Par l’avis des défauts, le maître d’ouvrage ou la direction des travaux conteste formellement une prestation défectueuse. C’est plus qu’un constat technique : il exige la réparation et préserve en même temps les droits de garantie. S’il fait défaut ou arrive trop tard, des prétentions peuvent s’éteindre.

Le défaut se définit par le contrat, non par la technique

Un ouvrage est défectueux lorsqu’il s’écarte du contrat. Ce qui compte n’est pas qu’une exécution paraisse peu soignée, mais qu’elle corresponde à ce qui a été convenu – selon le contrat d’entreprise, les plans, le descriptif, les règles reconnues de l’art de bâtir et les propriétés expressément promises. Un écart objectif peut constituer un défaut, qu’il soit esthétique, fonctionnel ou relatif à la sécurité.

De cette définition découle la difficulté pratique : c’est le contrat qui décide si une contestation tient – non l’impression artisanale sur place. Qui veut contester doit donc savoir ce qui était dû, et pas seulement ce qui est usuel.

Trois phases aux situations probatoires distinctes

Le moment de l’avis détermine la situation juridique. On distingue habituellement trois phases :

  • Pendant l’exécution : il ne s’agit pas encore de garantie, mais de l’exécution conforme au contrat. L’élément est encore accessible, la situation probatoire d’autant plus favorable.
  • Dans le délai d’avis après réception : les défauts apparents doivent être signalés lors de la réception. Le fardeau de la preuve incombe alors habituellement à l’entrepreneur.
  • Après l’expiration du délai d’avis : les défauts apparents non signalés sont en principe réputés acceptés. Des prétentions ne subsistent que pour les défauts cachés – et le maître d’ouvrage doit démontrer que le défaut existait déjà à la réception sans être objectivement décelable.

La situation probatoire se dégrade donc à chaque phase. Ce qui est un constat sur un élément ouvert pendant l’exécution devient, après le délai d’avis, la reconstitution d’un état que plus personne ne voit.

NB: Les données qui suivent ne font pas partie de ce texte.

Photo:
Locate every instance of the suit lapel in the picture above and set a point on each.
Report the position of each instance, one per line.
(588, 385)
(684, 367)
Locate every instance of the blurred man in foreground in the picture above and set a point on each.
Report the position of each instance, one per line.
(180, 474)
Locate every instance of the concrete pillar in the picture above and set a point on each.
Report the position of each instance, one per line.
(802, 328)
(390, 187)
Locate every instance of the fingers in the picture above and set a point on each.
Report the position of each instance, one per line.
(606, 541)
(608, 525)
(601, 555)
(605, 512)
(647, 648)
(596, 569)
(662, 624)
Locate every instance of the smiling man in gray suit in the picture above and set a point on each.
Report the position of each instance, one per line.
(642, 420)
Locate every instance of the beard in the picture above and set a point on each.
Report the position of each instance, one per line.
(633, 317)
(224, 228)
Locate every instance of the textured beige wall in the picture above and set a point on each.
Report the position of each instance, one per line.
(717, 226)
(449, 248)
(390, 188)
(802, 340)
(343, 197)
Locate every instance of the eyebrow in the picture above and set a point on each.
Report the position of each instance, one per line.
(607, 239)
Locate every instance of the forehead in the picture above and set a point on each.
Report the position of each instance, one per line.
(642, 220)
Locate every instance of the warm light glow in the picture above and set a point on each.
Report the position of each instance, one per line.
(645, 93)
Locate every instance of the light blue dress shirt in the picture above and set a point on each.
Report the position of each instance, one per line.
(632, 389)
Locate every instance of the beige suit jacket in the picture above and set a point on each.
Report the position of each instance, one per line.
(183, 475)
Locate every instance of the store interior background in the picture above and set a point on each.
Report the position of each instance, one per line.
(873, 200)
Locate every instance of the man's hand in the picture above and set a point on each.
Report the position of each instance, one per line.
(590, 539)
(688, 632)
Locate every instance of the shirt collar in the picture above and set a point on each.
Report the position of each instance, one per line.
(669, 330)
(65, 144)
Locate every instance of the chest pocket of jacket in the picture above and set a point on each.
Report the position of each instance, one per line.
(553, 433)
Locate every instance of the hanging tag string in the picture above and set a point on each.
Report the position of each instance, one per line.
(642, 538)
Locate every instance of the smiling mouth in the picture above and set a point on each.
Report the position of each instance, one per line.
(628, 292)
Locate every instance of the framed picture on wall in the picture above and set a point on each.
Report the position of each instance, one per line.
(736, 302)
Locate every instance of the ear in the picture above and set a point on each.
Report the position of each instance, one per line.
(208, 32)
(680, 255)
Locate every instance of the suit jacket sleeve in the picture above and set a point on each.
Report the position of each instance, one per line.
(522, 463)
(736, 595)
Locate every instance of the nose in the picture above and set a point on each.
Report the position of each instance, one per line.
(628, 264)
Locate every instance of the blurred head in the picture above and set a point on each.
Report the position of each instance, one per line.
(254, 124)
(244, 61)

Distinction avec la mise en demeure pour retard

Avis des défauts et mise en demeure pour retard sont deux instruments distincts aux conséquences distinctes : l’un porte sur la qualité de la prestation, l’autre sur sa ponctualité. En pratique, ils sont parfois mêlés dans un même courrier – ce qui affaiblit les deux, car on ne sait plus ce qui est contesté. Ils se traitent séparément, même si un seul événement déclenche les deux.

Lien avec la planification

Du point de vue du planning, c’est surtout le moment qui compte : un écart repéré et signalé tôt se corrige tant que l’ouvrage reste accessible et que les travaux suivants ne l’ont pas recouvert. Signalé plus tard, la réparation dépend de travaux désormais achevés – d’une correction on passe à une intervention dans un ouvrage existant, avec les conséquences correspondantes sur le déroulement.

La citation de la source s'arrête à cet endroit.